He alternates between a domineering profile of supremacy and a whiny fussiness of oppression. He is looking for reasons to be offended. He, himself, offends.

He fears silence. He abhors contemplation. He resists the instinct to worship. He likes things to be noisy. He relishes clutter. He enters a room suspicious of all in attendance, wondering when his perfection will be acknowledged.

He has a memory with no conscience. He has a passion with no desire. He is looking for diversion from what he has not yet determined to be unworthy.

He fears reflection. He mocks repentance. He giggles over the notion of insufficiency. He is not to be reasoned with.

He demands to be entertained.

But sometimes …

Yes, every once in a while, I am able to devise a plan to fool the monster. I step out of my lodging, stride to my van and drive to a nearby park, where I sit on a bench, mulling. The monster is appeased because he thinks we have come to bask in self-pity. He believes we will recite the lines from a script which foretells a betrayal which will leave us bereft. He has prepared for consolation.

But you see, I have private plans. I had a meeting with my own soul, without inviting the monster. I sit in silence.

The monster is disquieted by my choice, but still feels confident that self-pity will soon raise waves of resentment, which will produce tears of anger, ending in childish tantrums.

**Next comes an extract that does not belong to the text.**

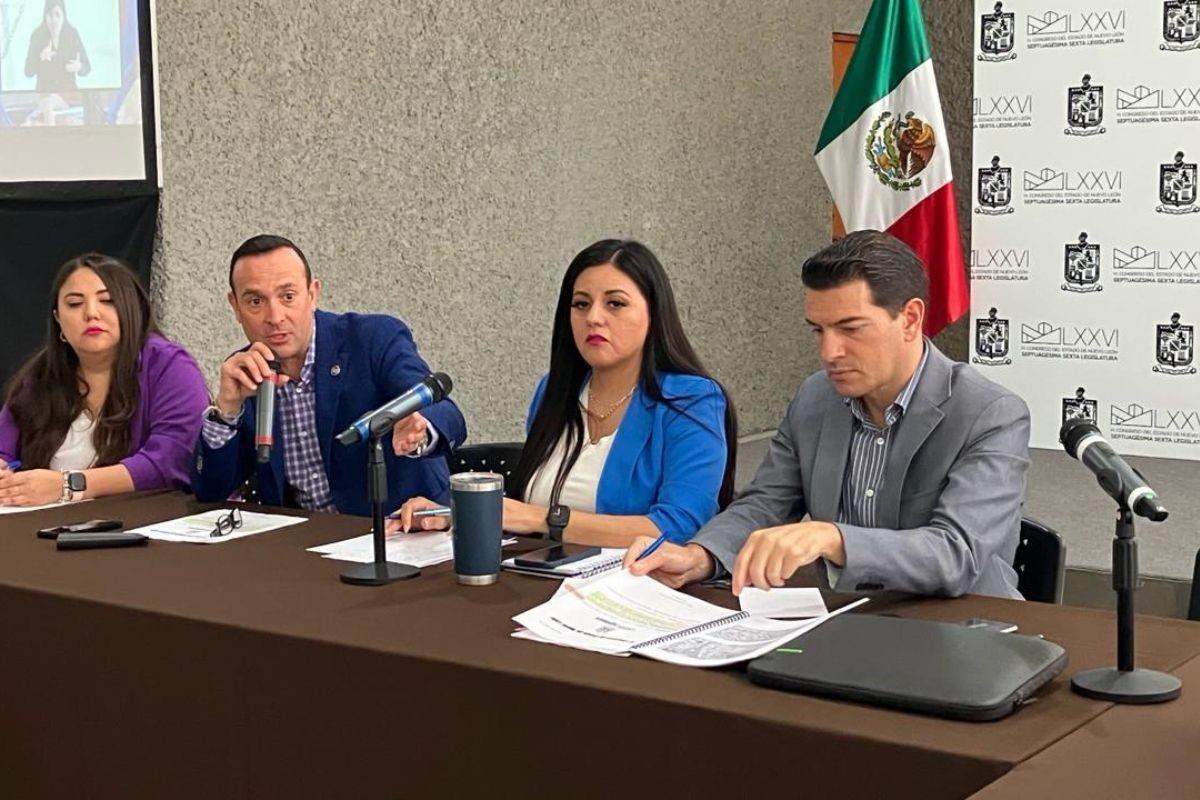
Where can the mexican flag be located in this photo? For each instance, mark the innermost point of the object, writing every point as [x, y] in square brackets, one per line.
[885, 154]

But instead … I listen. In the midst of gaining solitude, I hear the song of one single bird, high above me in the tree. I concentrate on the bird’s ongoing song. Peace settles in my spirit. I consider the sparrow.

bird at piano lesson with rock

bird at piano lesson with rock (Photo credit: Terry Bain)

I listen to its melody.

Suddenly I am aware of my own inadequacy. My monster is desperate to acquire my attention. He tries to distract me with other sounds, other dangers, other diversions. I resist.

I stay focused on the song of the bird. In no time at all, I am given a window to my own sanctuary and peer at my treasure. And then, there before me–is my own heart. It is divided. It is sliced betwixt the truth of my need and the lies of the monster.

I retrieve the truth. It’s really not that painful, because in the midst of admitting the facts of my life, I am granted freedom through the choice. All at once I am exhilarated by my discoveries.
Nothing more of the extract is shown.